HIGH earners should be forced to pay as much as 15pc of their income into a €3bn fund to finance new businesses and kick-start the economy, Siptu boss Jack O'Connor said at the weekend.
The call to action was made by Mr O'Connor at the Jim Connell festival in Crossakiel, Co Meath, and came the day after the Government halved its 2011 growth forecast to just 0.75pc.
Under the plan, everyone earning more than €100,000 would pay a levy of between 5pc and 15pc, which would be channelled into a Strategic Investment Bank (SIB).
The higher earners would own stakes in SIB and would be paid dividends, so the levy would be consistent with the Government's promise not to increase taxes, Mr O'Connor said.

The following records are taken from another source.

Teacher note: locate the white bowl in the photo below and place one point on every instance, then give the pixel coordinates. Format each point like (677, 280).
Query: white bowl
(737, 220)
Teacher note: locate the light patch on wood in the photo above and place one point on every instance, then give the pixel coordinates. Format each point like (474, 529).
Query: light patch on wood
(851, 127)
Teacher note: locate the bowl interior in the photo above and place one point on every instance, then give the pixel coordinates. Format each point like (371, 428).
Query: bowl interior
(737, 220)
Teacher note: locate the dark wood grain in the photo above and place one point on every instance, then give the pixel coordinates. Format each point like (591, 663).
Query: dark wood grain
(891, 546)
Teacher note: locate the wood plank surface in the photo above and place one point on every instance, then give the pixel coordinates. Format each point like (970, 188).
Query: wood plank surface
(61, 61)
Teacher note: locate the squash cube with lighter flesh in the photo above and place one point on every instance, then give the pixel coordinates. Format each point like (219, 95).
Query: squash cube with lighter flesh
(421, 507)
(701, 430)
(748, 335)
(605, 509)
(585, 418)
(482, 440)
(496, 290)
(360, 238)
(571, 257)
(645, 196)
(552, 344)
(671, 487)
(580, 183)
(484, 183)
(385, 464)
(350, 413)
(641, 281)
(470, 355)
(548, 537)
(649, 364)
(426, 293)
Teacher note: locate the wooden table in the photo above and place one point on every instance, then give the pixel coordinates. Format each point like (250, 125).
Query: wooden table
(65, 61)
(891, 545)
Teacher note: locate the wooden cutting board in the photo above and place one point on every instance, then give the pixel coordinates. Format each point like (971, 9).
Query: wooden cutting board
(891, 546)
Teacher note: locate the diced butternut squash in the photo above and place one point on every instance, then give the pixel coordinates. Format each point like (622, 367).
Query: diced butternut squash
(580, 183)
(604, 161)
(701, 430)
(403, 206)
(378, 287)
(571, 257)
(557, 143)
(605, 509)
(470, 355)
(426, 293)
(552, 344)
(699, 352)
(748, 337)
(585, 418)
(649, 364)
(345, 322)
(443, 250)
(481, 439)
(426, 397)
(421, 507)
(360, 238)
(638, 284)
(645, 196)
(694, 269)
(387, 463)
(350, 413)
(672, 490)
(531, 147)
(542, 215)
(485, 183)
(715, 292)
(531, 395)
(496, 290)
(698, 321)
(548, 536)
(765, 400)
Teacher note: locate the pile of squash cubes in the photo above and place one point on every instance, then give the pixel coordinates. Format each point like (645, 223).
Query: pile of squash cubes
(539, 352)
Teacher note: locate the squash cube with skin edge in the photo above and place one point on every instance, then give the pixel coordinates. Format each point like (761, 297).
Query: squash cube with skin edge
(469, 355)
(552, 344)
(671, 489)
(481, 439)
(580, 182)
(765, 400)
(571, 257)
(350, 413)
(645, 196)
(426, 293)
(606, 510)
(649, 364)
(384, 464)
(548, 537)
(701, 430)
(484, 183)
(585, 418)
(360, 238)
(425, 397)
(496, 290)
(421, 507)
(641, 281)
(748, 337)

The €1bn raised from the high earners every year would be topped up with €2bn from the National Pension Reserve Fund, leaving €3bn to be invested into the real economy.
Mr O'Connor said the fund would increase investment into the economy by 16pc in 2011 alone, even if there was no money raised through additional borrowing or private investment.
"It is tactically and strategically wrong for the left to assert that we do not have options within the, admittedly restrictive, Troika Agreement with the IMF, ECB and EU," Mr O'Connor said. "The left must seize the initiative; suspend consideration of default and concentrate on the only question that matters -- how to grow the economy, providing jobs and hope for our people."
Under the plan, those earning €100,000 to €125,000 would pay a levy of 5pc, those earning between €125,000 and €200,000 would pay 8pc, and those in the €200,000 to €1m bracket would pay 12pc.
The highest 15pc rate is reserved for those earning more than €1m a year -- a group that Siptu says includes less than 800 people.